In Deutschland ist die ‚Pille danach‘, wie alle anderen hormonellen Verhütungsmittel, richtigerweise verschreibungspflichtig. Nach Meinung von Sylvia Pantel gibt es keinen guten Grund, ein hochdosiertes Präparat der ‚Pille danach‘ mit dem Wirkstoff Levonorgestrel von der Verschreibungspflicht auszunehmen. Auch dieses Präparat sei mit ernsthaften Nebenwirkungen und Risiken wie beispielsweise Eileiterentzündungen, Eileiter- oder Bauchhöhlenschwangerschaften oder Thrombose verbunden. Zudem gibt es seit Jahren auf dem Markt ein wirkungsvolleres Präparat mit dem Wirkstoff Ulipristalacetat, für das die EU-Kommission auch weiterhin die Rezeptpflicht vorsieht. „Es darf nicht sein, dass Frauen sich in einer Notsituation nur deshalb für ein Präparat entscheiden, weil es rezeptfrei erhältlich ist.
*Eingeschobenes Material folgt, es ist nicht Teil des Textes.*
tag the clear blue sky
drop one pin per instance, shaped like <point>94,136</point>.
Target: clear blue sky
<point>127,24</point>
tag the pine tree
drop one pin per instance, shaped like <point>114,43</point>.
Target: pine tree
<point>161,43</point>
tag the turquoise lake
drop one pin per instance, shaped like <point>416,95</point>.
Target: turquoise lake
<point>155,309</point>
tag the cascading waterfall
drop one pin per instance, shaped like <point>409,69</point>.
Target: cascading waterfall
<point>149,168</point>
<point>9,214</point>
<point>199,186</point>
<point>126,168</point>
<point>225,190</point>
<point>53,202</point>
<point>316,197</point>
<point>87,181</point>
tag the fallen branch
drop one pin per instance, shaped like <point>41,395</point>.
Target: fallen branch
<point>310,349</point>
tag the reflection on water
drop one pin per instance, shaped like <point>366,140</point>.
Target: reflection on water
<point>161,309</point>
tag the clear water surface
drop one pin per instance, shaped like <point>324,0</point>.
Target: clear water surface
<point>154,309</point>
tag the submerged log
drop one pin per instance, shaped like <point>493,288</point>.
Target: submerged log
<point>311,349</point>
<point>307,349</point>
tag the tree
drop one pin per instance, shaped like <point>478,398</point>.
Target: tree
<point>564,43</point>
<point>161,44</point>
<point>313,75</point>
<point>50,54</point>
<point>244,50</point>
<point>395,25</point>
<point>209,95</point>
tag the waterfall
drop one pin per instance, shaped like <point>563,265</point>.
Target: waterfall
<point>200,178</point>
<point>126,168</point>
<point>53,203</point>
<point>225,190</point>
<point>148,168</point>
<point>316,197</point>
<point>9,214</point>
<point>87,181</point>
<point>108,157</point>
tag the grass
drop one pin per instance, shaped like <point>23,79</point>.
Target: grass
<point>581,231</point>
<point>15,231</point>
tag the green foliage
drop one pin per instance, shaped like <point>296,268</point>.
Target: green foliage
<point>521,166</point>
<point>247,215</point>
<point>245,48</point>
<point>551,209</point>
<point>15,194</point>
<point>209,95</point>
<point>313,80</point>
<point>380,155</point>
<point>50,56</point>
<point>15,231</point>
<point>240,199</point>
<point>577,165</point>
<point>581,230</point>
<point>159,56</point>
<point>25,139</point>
Eine medizinische Beratung über die verschiedenen Möglichkeiten und Nebenwirkungen zur Verhinderung ungewollter Schwangerschaften ist durch nichts Vergleichbares zu ersetzen“, so Pantel weiter.

Dass die Freigabe in fast alle anderen EU-Mitgliedstaaten erfolgt ist, stellt aus Sicht von Sylvia Pantel keinen Grund dar, auch in Deutschland das Präparat künftig ohne Rezept zu vertreiben. „Kein anderes Land in Europa kennt einen ärztlichen Notdienst wie in Deutschland. Qualität und Aufklärung muss an erster Stelle stehen. Daher soll es auch in Zukunft bei der Rezeptpflicht für die ‚Pille danach‘ bleiben“, sagt Sylvia Pantel.